We will work to make the paper more readable and understandable in the main body of the paper. We constituted Fig 1 with the goal of trying to summarize the setup in a figure, but we can do more. Please see here LINKLINK a draft figure we propose adding to the body of the paper, to summarize things and hopefully provide more intuition without getting too much into the technical details. We will revise the final version of the paper, with the goal of enhancing readability. Thank you for looking carefully at the Appendix. As you suggested, we will try to move as many insights from there into the main paper.

We will fix the typos and will implement your suggestions.
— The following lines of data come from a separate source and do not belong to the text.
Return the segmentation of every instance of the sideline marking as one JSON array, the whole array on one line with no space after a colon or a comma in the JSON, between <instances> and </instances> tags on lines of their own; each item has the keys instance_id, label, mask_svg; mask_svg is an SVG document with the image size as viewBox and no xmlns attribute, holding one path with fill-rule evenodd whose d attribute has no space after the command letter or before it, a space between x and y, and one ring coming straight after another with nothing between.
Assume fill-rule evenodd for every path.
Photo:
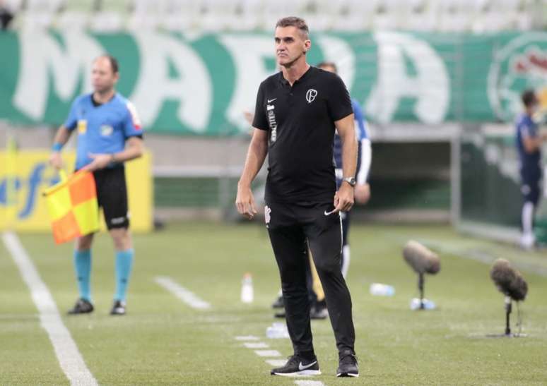
<instances>
[{"instance_id":1,"label":"sideline marking","mask_svg":"<svg viewBox=\"0 0 547 386\"><path fill-rule=\"evenodd\" d=\"M235 337L235 340L259 340L259 338L254 335L240 335Z\"/></svg>"},{"instance_id":2,"label":"sideline marking","mask_svg":"<svg viewBox=\"0 0 547 386\"><path fill-rule=\"evenodd\" d=\"M277 350L254 350L254 354L259 356L281 356L281 354Z\"/></svg>"},{"instance_id":3,"label":"sideline marking","mask_svg":"<svg viewBox=\"0 0 547 386\"><path fill-rule=\"evenodd\" d=\"M170 277L166 276L157 276L154 278L154 281L192 308L196 308L198 310L206 310L211 308L211 304L200 299L193 292L180 286Z\"/></svg>"},{"instance_id":4,"label":"sideline marking","mask_svg":"<svg viewBox=\"0 0 547 386\"><path fill-rule=\"evenodd\" d=\"M245 346L247 349L269 349L269 346L268 346L266 343L263 342L244 343L243 346Z\"/></svg>"},{"instance_id":5,"label":"sideline marking","mask_svg":"<svg viewBox=\"0 0 547 386\"><path fill-rule=\"evenodd\" d=\"M282 366L285 366L285 363L287 363L287 360L286 359L268 359L267 361L266 361L266 363L274 367L280 367Z\"/></svg>"},{"instance_id":6,"label":"sideline marking","mask_svg":"<svg viewBox=\"0 0 547 386\"><path fill-rule=\"evenodd\" d=\"M30 291L33 301L40 313L40 325L47 332L61 368L70 384L98 385L97 380L86 366L76 342L63 323L51 292L40 278L19 238L13 232L8 231L2 234L2 239Z\"/></svg>"}]
</instances>

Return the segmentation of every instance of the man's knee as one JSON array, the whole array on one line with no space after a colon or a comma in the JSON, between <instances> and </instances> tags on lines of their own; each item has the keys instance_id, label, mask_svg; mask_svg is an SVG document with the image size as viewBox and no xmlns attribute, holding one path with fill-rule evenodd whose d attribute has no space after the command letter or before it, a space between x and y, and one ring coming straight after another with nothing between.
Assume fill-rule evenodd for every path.
<instances>
[{"instance_id":1,"label":"man's knee","mask_svg":"<svg viewBox=\"0 0 547 386\"><path fill-rule=\"evenodd\" d=\"M334 256L318 256L314 259L314 263L319 275L340 272L340 253Z\"/></svg>"},{"instance_id":2,"label":"man's knee","mask_svg":"<svg viewBox=\"0 0 547 386\"><path fill-rule=\"evenodd\" d=\"M76 239L76 250L86 251L91 248L93 242L93 234L82 236Z\"/></svg>"},{"instance_id":3,"label":"man's knee","mask_svg":"<svg viewBox=\"0 0 547 386\"><path fill-rule=\"evenodd\" d=\"M126 251L133 248L129 229L113 228L110 229L110 236L112 237L114 246L117 251Z\"/></svg>"}]
</instances>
On your question: Each attention block implements one step of functional GD. An attention block corresponds to a self-attention layer and a subsequent cross-attention layer, as in Fig 1. Multiple attention blocks implement multiple steps of functional GD. In Fig 3, for example, the multiple layers of attention blocks corresponds to multiple steps of GD.

最终决定

This paper investigates how transformers perform in-context learning on categorical data. The core idea is to introduce a new attention-based architecture, built upon self-attention and cross-attention blocks, that enables exact implementation of multi-step gradient descent with categorical data. Experimental results and analysis look interesting. As pointed by all reviewers, the paper is dense and can be made more readable. As promised in the rebuttal, I recommend authors to incorporate the diagrams and provide more intuitive explanations through out the paper to help readers follow the work more easily. Overall, I am leaning towards accepting this work.